Last October, Sinotrans, a partner of global players such as Deutsche Post's DHL and Korean Air, agreed to buy 1.11 billion yuan (S$217 million) worth of freight forwarding, shipping agency and warehousing businesses from its state-owned parent.
China National now plans to sell a second batch of assets to Sinotrans and that will fulfil its aim of floating all of its key assets on the market, China National president Zhao Huxiang told Reuters in an interview.
The assets, located in Hunan, Jiangxi and other provinces, will help to fill out Sinotrans's network and enhance efficiency, said Mr Zhao, who is also the chairman of Sinotrans. He did not give a timeframe for the asset sales although the market generally expects they will take place this year.

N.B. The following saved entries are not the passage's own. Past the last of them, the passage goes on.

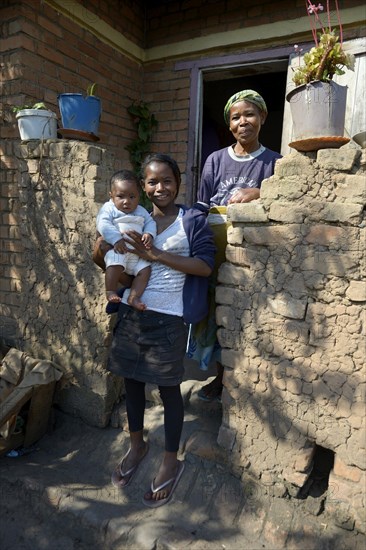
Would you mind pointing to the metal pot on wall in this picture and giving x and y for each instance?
(318, 112)
(79, 114)
(37, 124)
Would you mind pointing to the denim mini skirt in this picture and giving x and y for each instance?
(148, 346)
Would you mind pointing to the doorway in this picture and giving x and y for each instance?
(268, 79)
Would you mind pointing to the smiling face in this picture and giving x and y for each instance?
(160, 184)
(245, 122)
(125, 195)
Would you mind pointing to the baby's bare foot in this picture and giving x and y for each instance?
(112, 296)
(134, 301)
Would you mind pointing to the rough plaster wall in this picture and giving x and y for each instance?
(292, 322)
(61, 186)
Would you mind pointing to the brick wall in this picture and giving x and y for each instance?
(291, 312)
(60, 291)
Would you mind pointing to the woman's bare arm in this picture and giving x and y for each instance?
(188, 265)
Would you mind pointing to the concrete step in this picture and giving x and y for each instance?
(61, 497)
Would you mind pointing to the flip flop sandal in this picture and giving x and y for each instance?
(151, 503)
(121, 478)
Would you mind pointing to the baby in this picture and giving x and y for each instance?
(120, 214)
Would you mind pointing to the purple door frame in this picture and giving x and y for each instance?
(197, 69)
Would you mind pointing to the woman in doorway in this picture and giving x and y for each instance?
(230, 175)
(150, 345)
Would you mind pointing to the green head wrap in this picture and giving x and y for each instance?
(244, 95)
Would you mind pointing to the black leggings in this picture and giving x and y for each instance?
(173, 411)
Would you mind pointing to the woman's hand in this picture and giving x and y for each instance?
(245, 195)
(135, 239)
(120, 247)
(189, 265)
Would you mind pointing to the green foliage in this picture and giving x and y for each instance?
(39, 105)
(145, 123)
(323, 61)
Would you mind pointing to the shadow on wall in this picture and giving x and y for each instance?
(61, 186)
(293, 357)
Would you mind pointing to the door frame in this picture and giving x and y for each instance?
(197, 69)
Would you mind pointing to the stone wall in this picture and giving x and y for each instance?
(292, 324)
(59, 289)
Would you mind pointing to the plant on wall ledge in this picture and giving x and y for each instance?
(327, 58)
(140, 147)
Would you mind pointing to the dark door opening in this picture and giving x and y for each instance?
(267, 79)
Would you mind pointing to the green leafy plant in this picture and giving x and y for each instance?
(145, 123)
(39, 105)
(327, 58)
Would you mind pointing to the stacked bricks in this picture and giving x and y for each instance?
(291, 315)
(61, 294)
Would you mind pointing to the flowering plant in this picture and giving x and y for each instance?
(327, 57)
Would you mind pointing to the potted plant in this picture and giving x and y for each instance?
(36, 122)
(80, 115)
(317, 103)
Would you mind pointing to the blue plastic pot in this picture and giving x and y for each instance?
(79, 112)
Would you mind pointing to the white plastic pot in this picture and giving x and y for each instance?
(37, 124)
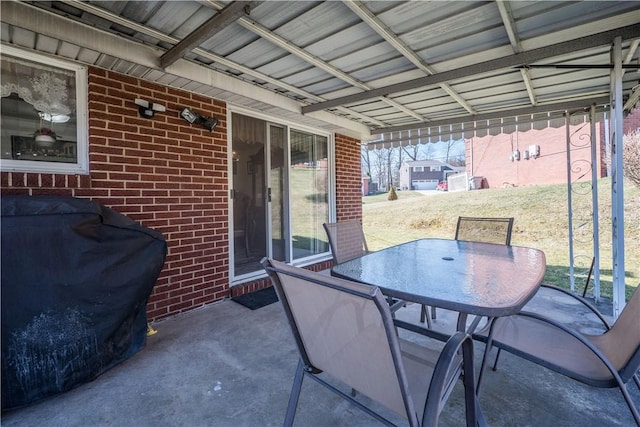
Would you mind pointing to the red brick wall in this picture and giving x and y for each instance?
(162, 172)
(488, 156)
(171, 176)
(631, 123)
(348, 178)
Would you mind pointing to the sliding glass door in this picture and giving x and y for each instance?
(280, 194)
(309, 193)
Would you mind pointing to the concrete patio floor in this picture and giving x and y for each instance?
(226, 365)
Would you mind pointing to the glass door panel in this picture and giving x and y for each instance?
(249, 136)
(309, 186)
(277, 186)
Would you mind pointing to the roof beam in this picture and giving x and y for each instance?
(227, 16)
(286, 45)
(523, 58)
(510, 27)
(379, 27)
(544, 108)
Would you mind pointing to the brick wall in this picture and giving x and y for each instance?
(171, 176)
(162, 172)
(631, 123)
(348, 178)
(488, 156)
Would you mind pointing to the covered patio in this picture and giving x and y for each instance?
(226, 365)
(351, 72)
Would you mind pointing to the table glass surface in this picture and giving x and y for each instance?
(470, 277)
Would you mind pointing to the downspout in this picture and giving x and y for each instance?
(617, 193)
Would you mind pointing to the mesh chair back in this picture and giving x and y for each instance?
(345, 329)
(621, 344)
(346, 239)
(485, 230)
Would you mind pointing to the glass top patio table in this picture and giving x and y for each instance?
(468, 277)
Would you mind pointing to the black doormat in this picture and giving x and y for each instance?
(257, 299)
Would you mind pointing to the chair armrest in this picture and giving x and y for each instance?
(583, 301)
(572, 332)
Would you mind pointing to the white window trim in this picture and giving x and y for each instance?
(81, 167)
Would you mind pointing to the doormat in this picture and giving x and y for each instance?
(257, 299)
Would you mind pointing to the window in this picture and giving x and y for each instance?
(44, 104)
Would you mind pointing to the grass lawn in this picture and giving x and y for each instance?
(541, 221)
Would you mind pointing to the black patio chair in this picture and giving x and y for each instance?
(608, 360)
(345, 330)
(346, 239)
(347, 242)
(484, 230)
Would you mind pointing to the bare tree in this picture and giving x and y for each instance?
(449, 146)
(365, 160)
(631, 157)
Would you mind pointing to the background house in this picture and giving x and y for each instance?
(425, 174)
(492, 156)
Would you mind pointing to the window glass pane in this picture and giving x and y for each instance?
(309, 184)
(40, 98)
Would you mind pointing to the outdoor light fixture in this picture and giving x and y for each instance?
(208, 123)
(148, 109)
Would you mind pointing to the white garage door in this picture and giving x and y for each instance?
(424, 184)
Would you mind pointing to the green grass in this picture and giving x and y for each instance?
(541, 222)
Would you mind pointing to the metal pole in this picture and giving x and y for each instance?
(595, 147)
(617, 196)
(572, 279)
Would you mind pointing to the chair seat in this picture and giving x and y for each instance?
(549, 346)
(420, 363)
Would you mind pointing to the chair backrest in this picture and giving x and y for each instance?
(346, 239)
(621, 343)
(485, 230)
(345, 329)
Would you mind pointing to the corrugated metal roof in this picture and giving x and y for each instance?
(344, 58)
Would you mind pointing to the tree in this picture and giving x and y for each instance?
(392, 194)
(449, 146)
(631, 157)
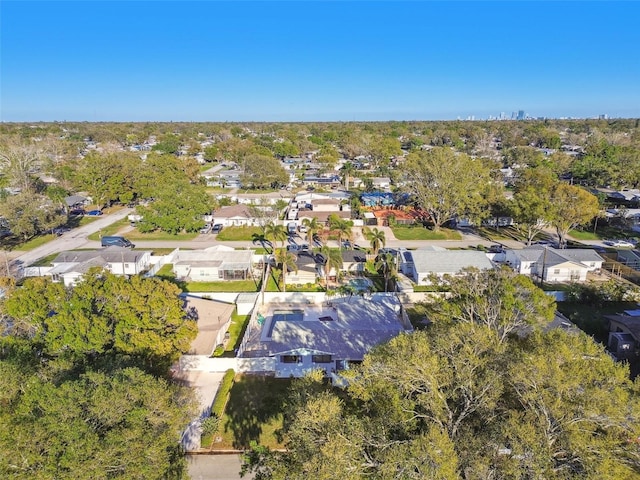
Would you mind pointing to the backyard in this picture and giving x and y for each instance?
(422, 233)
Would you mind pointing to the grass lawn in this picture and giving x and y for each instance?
(231, 234)
(590, 319)
(422, 233)
(254, 412)
(108, 230)
(166, 273)
(228, 286)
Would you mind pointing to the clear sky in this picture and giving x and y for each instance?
(313, 60)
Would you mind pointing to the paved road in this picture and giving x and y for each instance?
(76, 238)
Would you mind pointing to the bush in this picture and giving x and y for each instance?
(217, 408)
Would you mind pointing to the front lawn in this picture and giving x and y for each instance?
(112, 229)
(422, 233)
(234, 234)
(166, 273)
(229, 286)
(253, 413)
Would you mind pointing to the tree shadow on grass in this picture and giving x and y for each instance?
(255, 406)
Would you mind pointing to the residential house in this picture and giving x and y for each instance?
(381, 183)
(70, 266)
(554, 265)
(330, 181)
(235, 215)
(330, 337)
(213, 264)
(420, 264)
(307, 270)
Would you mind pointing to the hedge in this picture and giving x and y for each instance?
(220, 401)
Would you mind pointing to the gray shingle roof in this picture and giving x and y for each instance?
(449, 261)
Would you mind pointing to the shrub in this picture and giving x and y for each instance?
(217, 408)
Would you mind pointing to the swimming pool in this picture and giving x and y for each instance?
(285, 316)
(361, 284)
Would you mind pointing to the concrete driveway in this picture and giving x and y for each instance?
(215, 467)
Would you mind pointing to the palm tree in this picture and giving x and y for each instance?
(313, 227)
(386, 263)
(344, 229)
(287, 262)
(276, 233)
(261, 238)
(377, 239)
(347, 169)
(333, 260)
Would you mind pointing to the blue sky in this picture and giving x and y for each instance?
(312, 60)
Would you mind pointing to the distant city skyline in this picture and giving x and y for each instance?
(317, 61)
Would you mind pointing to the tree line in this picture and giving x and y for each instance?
(84, 386)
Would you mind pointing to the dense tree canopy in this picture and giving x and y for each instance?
(447, 184)
(124, 424)
(103, 313)
(455, 402)
(83, 389)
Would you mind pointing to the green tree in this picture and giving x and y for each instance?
(313, 227)
(386, 264)
(177, 207)
(275, 232)
(97, 426)
(261, 171)
(376, 239)
(446, 184)
(103, 313)
(572, 206)
(332, 261)
(457, 402)
(29, 214)
(286, 261)
(499, 299)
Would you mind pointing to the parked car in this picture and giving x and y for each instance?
(116, 241)
(60, 230)
(619, 243)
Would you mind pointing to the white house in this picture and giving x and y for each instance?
(69, 266)
(554, 265)
(213, 264)
(235, 215)
(307, 270)
(422, 263)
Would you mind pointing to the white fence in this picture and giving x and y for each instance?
(162, 261)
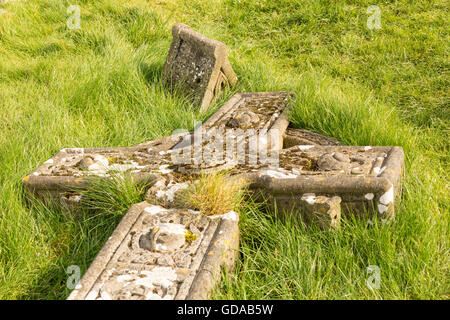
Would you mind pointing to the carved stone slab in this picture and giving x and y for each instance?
(197, 65)
(158, 253)
(294, 137)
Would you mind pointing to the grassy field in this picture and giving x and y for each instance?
(99, 86)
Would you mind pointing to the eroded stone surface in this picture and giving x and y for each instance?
(197, 65)
(159, 253)
(320, 210)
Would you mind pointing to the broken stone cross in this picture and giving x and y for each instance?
(161, 251)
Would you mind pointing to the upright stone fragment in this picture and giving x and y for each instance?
(159, 253)
(197, 65)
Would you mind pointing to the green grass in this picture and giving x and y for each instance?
(99, 86)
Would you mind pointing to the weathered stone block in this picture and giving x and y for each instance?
(322, 211)
(367, 179)
(197, 65)
(158, 253)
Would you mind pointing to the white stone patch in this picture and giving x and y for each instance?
(309, 197)
(387, 197)
(279, 174)
(382, 208)
(101, 160)
(154, 209)
(305, 147)
(369, 196)
(164, 169)
(163, 276)
(92, 295)
(169, 194)
(172, 228)
(231, 215)
(124, 277)
(105, 295)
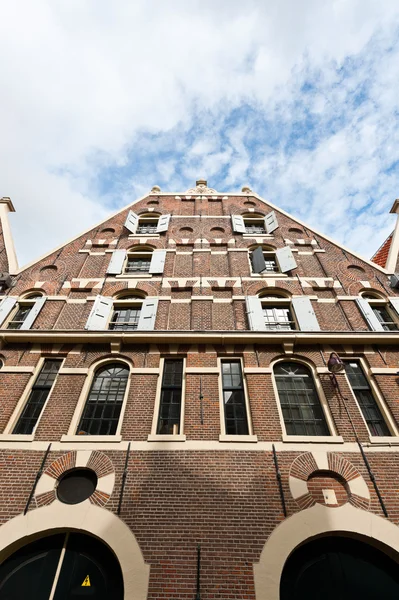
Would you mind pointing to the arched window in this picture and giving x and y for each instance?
(104, 403)
(277, 312)
(254, 223)
(138, 260)
(126, 313)
(20, 317)
(300, 404)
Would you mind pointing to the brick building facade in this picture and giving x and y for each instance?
(176, 360)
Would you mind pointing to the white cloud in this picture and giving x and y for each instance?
(83, 83)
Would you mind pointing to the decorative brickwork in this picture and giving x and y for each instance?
(97, 461)
(327, 478)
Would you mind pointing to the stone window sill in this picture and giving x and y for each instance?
(386, 440)
(238, 438)
(167, 438)
(134, 276)
(271, 275)
(91, 438)
(318, 439)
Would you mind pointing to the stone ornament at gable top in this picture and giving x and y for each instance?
(201, 189)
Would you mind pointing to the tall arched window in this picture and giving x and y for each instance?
(300, 404)
(104, 403)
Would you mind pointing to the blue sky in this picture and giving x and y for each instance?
(100, 101)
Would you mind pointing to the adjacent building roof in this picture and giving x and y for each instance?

He said China National's two Hong Kong-listed units, Sinotrans and Sinotrans Shipping Ltd , would continue to expand via mergers and acquisitions.
Both companies are cash-rich and would not need to raise funds, he added.
Shares of Sinotrans Shipping have fallen 24 per cent this year and Sinotrans has dropped 33 per cent, underperforming a nearly 20 per cent loss in the index of Chinese companies listed in Hong Kong.
Mr Zhao said Sinotrans continued to show good business growth and the United States sub-prime debt crisis had very limited impact on Sinotrans and Sinotrans Shipping.